Lorsque le silence s'éternisa, il se racla la gorge. « Okay, désolé. Oublie ça, s'il te plait. » Il se dépêcha de s'écarter, serrant nerveusement ses clés dans sa main, et traversa la distance jusqu'à la porte.

« Stiles, » l'interpela Derek. Il se figea, porte ouverte dans la main, et n'osa pas se retourner. « La prochaine fois, fais-le sobre. Je déteste le goût de l'alcool. »

Stiles comprit tous les mots, mais son cerveau refusait d'accepter leur sens. Il se retourna lentement, comme si un jump-scare se trouvait derrière lui et qu'il n'était pas prêt à le voir bondir. Mais il n'y avait que Derek, droit à quelques pas de lui, le regardant avec confiance. « Tu te moques de moi ?

- A ton avis, » répondit le loup. Stiles le fixa sans savoir quoi répondre. Il n'avait pas d'avis. Il voulait penser qu'il était sérieux mais n'osait pas placer ses espoirs si haut. Alors il continua de fixer Derek en attendant une réponse plus limpide.

Finalement, celui-ci soupira et leva les yeux au ciel. Puis, il franchit la distance entre eux et, à chaque pas, Stiles avait un nouveau scénario pour la suite des choses. De Derek le poussant dans le couloir en se moquant de lui, jusqu'à être sauvagement pris contre le mur.

Derek ralentit au fur et à mesure qu'il s'approchait, ou alors la notion de temps faisait des siennes pour torturer Stiles. Il s'arrêta finalement à un pas de l'adolescent et lui sourit. Stiles avait tout simplement arrêté de respirer.
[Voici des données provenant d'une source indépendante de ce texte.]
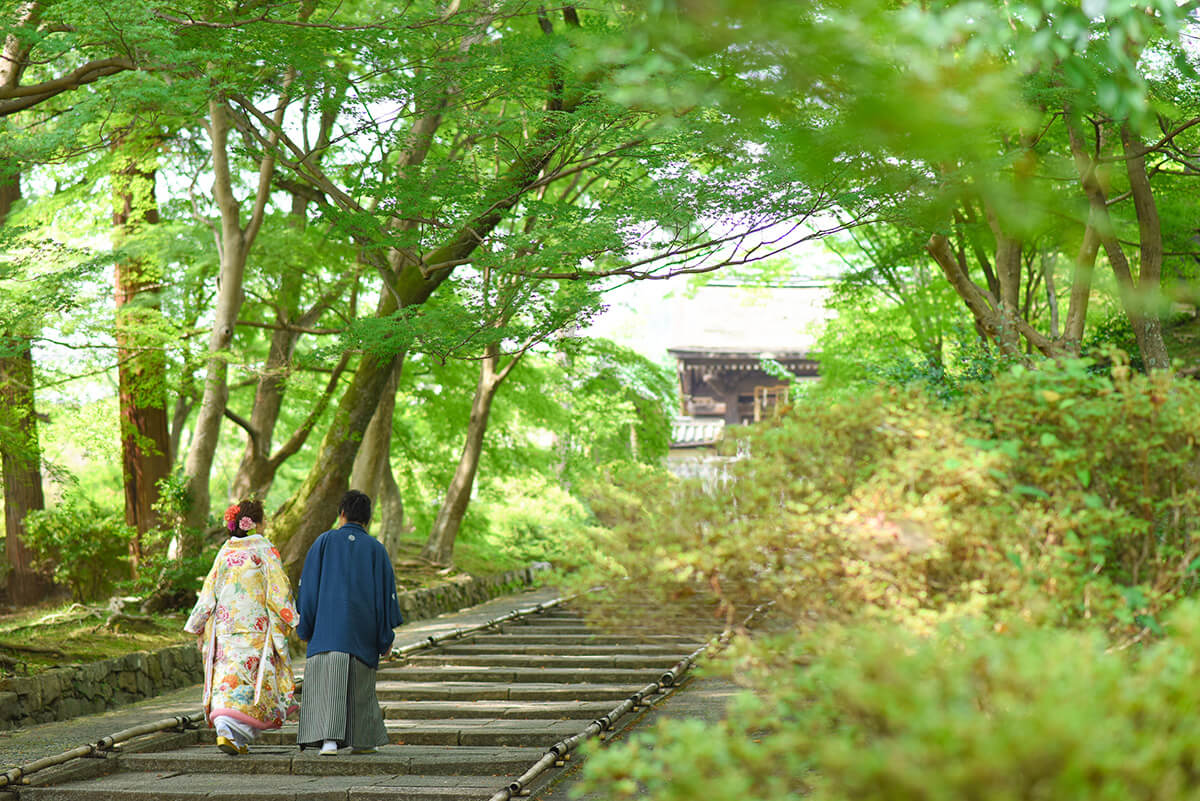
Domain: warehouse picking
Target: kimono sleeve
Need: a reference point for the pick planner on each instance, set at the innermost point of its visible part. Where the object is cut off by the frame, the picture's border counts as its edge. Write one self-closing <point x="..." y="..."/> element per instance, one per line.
<point x="388" y="604"/>
<point x="279" y="589"/>
<point x="207" y="601"/>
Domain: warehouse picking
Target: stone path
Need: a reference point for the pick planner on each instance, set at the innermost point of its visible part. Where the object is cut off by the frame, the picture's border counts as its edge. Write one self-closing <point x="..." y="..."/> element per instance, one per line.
<point x="463" y="721"/>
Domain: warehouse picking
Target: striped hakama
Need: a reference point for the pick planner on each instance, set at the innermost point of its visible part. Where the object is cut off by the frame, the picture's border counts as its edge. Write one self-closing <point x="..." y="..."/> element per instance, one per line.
<point x="339" y="703"/>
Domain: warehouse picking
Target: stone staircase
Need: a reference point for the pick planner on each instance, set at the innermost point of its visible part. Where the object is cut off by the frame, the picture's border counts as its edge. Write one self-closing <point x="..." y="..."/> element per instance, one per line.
<point x="463" y="721"/>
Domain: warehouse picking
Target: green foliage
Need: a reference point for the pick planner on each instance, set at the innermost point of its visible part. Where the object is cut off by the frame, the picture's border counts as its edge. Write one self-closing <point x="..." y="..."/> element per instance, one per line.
<point x="83" y="546"/>
<point x="877" y="714"/>
<point x="532" y="519"/>
<point x="1056" y="494"/>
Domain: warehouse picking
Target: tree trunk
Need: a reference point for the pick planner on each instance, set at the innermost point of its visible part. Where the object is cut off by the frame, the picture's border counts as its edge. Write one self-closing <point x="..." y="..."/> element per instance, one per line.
<point x="22" y="473"/>
<point x="1147" y="329"/>
<point x="439" y="547"/>
<point x="22" y="465"/>
<point x="1150" y="245"/>
<point x="312" y="509"/>
<point x="234" y="244"/>
<point x="256" y="474"/>
<point x="1008" y="273"/>
<point x="315" y="504"/>
<point x="1080" y="290"/>
<point x="142" y="363"/>
<point x="372" y="470"/>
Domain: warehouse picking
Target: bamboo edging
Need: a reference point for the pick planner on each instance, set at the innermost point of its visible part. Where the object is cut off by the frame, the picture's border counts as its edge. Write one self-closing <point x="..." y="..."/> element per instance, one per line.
<point x="667" y="682"/>
<point x="19" y="774"/>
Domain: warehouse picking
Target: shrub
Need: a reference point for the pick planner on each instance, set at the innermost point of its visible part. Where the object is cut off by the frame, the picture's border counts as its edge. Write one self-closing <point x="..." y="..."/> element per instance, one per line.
<point x="1056" y="495"/>
<point x="82" y="546"/>
<point x="534" y="521"/>
<point x="876" y="714"/>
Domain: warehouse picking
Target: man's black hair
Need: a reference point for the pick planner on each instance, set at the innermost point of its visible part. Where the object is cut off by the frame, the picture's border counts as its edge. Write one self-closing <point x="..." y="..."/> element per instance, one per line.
<point x="355" y="506"/>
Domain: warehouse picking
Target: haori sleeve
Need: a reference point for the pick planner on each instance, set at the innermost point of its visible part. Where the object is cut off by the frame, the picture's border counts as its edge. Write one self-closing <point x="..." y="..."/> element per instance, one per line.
<point x="207" y="601"/>
<point x="307" y="594"/>
<point x="388" y="604"/>
<point x="279" y="590"/>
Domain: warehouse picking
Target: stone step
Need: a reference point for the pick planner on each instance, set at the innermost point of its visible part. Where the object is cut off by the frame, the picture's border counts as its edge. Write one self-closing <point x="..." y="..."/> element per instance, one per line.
<point x="280" y="759"/>
<point x="516" y="675"/>
<point x="225" y="786"/>
<point x="529" y="710"/>
<point x="460" y="732"/>
<point x="581" y="649"/>
<point x="631" y="661"/>
<point x="547" y="627"/>
<point x="688" y="643"/>
<point x="467" y="691"/>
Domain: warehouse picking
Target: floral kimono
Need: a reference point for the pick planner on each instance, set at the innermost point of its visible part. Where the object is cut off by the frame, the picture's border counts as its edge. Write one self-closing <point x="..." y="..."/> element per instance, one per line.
<point x="245" y="612"/>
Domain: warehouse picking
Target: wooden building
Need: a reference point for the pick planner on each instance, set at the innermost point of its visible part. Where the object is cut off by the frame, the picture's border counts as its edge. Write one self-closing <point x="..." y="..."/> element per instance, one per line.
<point x="730" y="384"/>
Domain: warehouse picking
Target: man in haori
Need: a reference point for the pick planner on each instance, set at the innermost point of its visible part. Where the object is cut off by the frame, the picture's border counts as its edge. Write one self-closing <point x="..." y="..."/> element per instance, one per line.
<point x="241" y="618"/>
<point x="348" y="610"/>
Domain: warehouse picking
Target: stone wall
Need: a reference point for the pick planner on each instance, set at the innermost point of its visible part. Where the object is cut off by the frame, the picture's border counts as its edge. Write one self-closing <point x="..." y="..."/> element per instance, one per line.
<point x="77" y="690"/>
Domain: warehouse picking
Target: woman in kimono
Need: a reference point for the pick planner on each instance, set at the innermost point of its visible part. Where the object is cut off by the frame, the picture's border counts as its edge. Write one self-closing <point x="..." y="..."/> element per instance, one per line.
<point x="241" y="620"/>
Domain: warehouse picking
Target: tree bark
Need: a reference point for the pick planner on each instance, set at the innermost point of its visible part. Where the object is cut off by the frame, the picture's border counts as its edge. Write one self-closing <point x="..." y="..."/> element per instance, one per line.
<point x="142" y="363"/>
<point x="312" y="507"/>
<point x="22" y="471"/>
<point x="1080" y="290"/>
<point x="234" y="245"/>
<point x="256" y="474"/>
<point x="22" y="464"/>
<point x="439" y="547"/>
<point x="1147" y="329"/>
<point x="372" y="470"/>
<point x="1150" y="245"/>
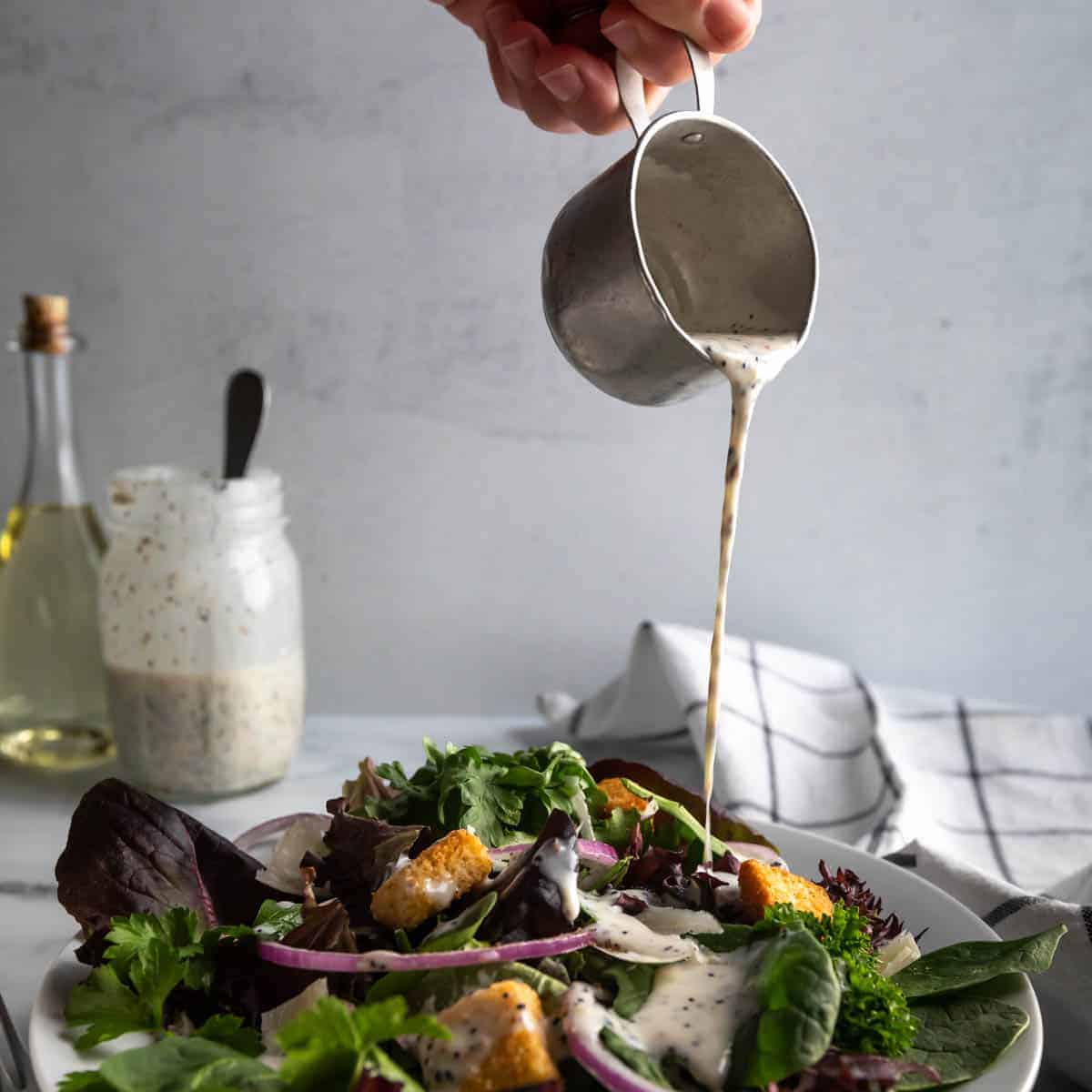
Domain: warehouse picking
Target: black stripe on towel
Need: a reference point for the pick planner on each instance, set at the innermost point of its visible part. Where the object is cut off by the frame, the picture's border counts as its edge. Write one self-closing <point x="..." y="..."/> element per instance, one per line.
<point x="1011" y="906"/>
<point x="972" y="764"/>
<point x="854" y="752"/>
<point x="756" y="671"/>
<point x="800" y="683"/>
<point x="904" y="860"/>
<point x="577" y="718"/>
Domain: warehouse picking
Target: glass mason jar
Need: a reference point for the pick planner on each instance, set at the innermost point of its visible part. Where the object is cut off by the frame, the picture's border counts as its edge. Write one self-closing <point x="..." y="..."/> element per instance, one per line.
<point x="201" y="622"/>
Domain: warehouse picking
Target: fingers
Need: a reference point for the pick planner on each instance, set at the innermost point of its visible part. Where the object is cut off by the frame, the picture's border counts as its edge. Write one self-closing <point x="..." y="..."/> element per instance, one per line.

Être aussi près de Derek était juste un supplice. Avant que celui-ci n'ait le temps de faire quoique ce soit, Stiles était sur la pointe des pieds et attrapait le visage de Derek à deux mains pour l'attirer contre le sien. Cette fois, ses sens n'étaient pas embrouillés par l'alcool et il put tout sentir avec précision. Le goût salé des lèvres contre les siennes, leur douceur, l'odeur de Derek lorsqu'il inspira, nez écrasé contre sa joue mal rasée. Il put sentir que l'autre lui rendait son baiser, son bras qui s'enroulait autour de lui pour le maintenir proche, ses doigts brulant la peau de sa nuque, l'envie dans ses mouvements. Il sentit le souffle de Derek sur sa peau alors qu'il soupirait de contentement.

Stiles fit un pas en avant, ou bien Derek en fit un en arrière, et la porte se referma derrière eux.

Premièrement, il devrait aller dire merci à Isaac.